Castelbuonese e Città di Messina fermate prima del fischio d’inizio

[LA SICILIA – Giuseppe Spallino] CASTELBUONESE
CITTÀ DI MESSINA
(non disputata per impraticabilità del campo)
CASTELBUONESE: Ilardi, Balistreri, Giglio, Aiello, Maggio, Prestigiacomo, Megna, Cardinale, Totaro, Elamraoui, Li Castri. All. Corradino.
CITTÀ DI MESSINA: Trovato R., Iovine, Fleri, Munafò, Fodale, Fragapane, Calogero, D’Arrigo, Matera, Trovato S., Costa. All. D’Andrea.
ARBITRO: Ramondino di Palermo; assistenti: Ciappa e Salute di Caltanissetta.
CASTELBUONO. Non si fanno del male Castelbuonese e Città di Messina. Dopo aver constatato l’impraticabilità del «Luigi Failla», i capitani Gianluca Cardinale e Simone D’Arrigo, insieme alla terna arbitrale, hanno deciso di non disputare il match tra le loro compagini, valevole per la nona giornata di ritorno del girone B del campionato di Eccellenza.
A causa dell’incessante pioggia, infatti, il campo dello stadio comunale, che è a terra battuta, si è ridotto in un pantano, tale da non consentire alla palla di scorrere agevolmente.

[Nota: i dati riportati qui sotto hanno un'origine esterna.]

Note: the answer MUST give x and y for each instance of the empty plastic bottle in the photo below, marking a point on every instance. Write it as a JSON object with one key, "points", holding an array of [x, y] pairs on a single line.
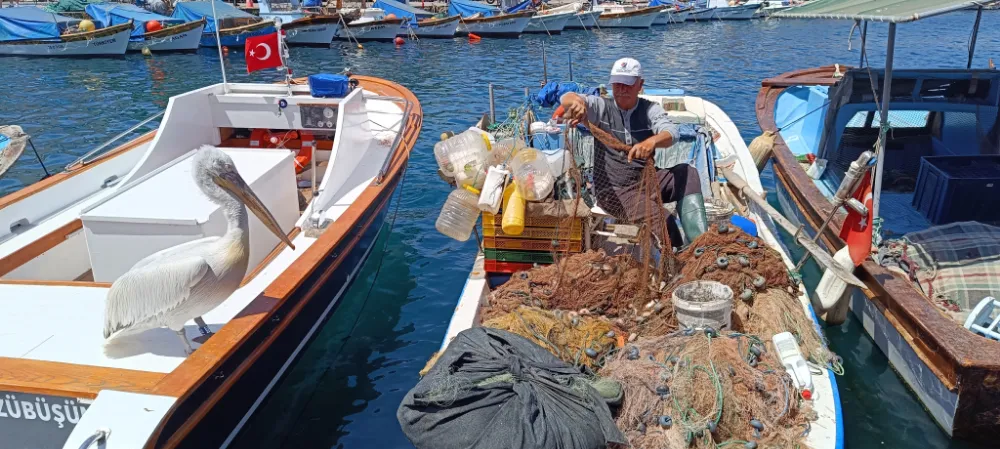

La gara è stata rinviata a data da destinarsi, con il beneplacito anche degli allenatori, sia di quello locale Giovanni Corradino, che ha sostituito lo squalificato Corrado Mutolo, che di quello ospite Lucio D’Andrea. Ma pure del pubblico, che non avrebbe potuto godere lo spettacolo, poiché la società casalinga aveva scelto di far giocare la partita a porte chiuse, in quanto la Commissione comunale di vigilanza sui pubblici spettacoli ha deciso che, mancando il certificato di prevenzione degli incendi, nelle tribune non possono accedere più di 100 spettatori.
Intanto le posizioni in classifica rimangono invariate per entrambe le squadre: la Castelbuonese continua a occupare il quarto posto con l’Acireale, quindi è in piena zona play off, invece il Città di Messina occupa la terz’ultima piazza e lotta per non retrocedere.